Speaking of which, Mitt, perhaps someone who entered politics as a defender of abortion should consider a little humility on the subject of other Republicans’ character…
In 2016, a few months before writing that Trump’s “low character is disqualifying,” Kevin Williamson argued that Marco Rubio’s blatant lying about the contents of the Gang of 8 amnesty bill shouldn’t dissuade voters, because while others “demand that a president” be a “moral mascot for the country […] I just want to know what I can use him for.”
I don’t recall anyone at National Review, Weekly Standard (RIP), or Commentary challenging Williamson’s transactional case for ignoring Rubio’s dishonesty.
To Trump’s character critics, none of the above threatens membership in the pantheon of “good Republicans,” nor do countless other acts of deceit, promise-breaking, or moral compromise by these and other better-mannered leaders. That’s why the “#NeverTrump fixates on style” charge sticks—it’s not that there aren’t substantive Trump critiques, it’s that they’ve never minded poor character before as long as it came in sufficiently-civil wrapping.

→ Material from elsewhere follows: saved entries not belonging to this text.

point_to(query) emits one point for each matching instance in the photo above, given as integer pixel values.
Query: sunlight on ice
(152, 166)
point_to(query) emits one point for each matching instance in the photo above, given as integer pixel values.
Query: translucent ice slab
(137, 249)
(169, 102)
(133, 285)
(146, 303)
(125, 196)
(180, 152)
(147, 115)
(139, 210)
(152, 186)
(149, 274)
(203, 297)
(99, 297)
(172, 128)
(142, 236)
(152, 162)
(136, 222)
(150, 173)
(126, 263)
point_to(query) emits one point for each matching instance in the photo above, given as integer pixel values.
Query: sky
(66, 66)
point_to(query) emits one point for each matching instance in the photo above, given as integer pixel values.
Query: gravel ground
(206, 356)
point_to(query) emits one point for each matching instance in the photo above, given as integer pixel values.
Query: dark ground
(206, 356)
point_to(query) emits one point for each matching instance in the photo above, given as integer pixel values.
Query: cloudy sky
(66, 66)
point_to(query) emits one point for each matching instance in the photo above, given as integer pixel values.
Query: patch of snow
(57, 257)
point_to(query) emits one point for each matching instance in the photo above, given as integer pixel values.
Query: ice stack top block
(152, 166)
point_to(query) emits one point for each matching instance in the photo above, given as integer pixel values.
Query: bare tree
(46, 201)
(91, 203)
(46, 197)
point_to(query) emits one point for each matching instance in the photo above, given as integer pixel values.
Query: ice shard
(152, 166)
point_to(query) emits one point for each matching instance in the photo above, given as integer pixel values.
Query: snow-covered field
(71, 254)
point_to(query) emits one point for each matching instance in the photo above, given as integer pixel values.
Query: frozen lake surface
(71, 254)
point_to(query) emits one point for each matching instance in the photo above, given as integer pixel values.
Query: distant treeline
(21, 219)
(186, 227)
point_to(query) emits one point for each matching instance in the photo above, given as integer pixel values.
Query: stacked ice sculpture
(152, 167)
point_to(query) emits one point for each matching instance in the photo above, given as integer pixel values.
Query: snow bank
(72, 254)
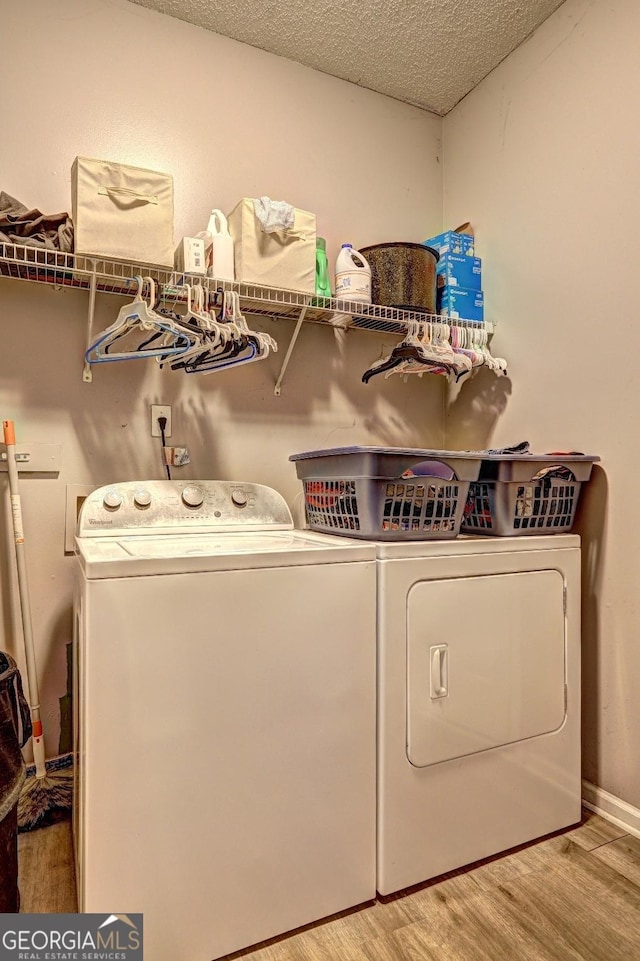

To say that voters dropped character in 2016 ignores two simple truths: that Trump’s low character was still higher than Hillary Clinton’s, and that the GOP had already been defining character down for years. Many of us held no illusions that our pre-Trump votes were for good men either; we were backing the only options we had to advance conservatism and protect the country from leftism.
If those most troubled by Trump’s character really want a more principled future for conservatism, perhaps reflecting on how their own approach to immoral leaders—who generally didn’t even honor their ends of the bargain—helped pave the road to 2016 would be a bit more productive than “Isn’t Trump Awful, Nineteenth Edition.”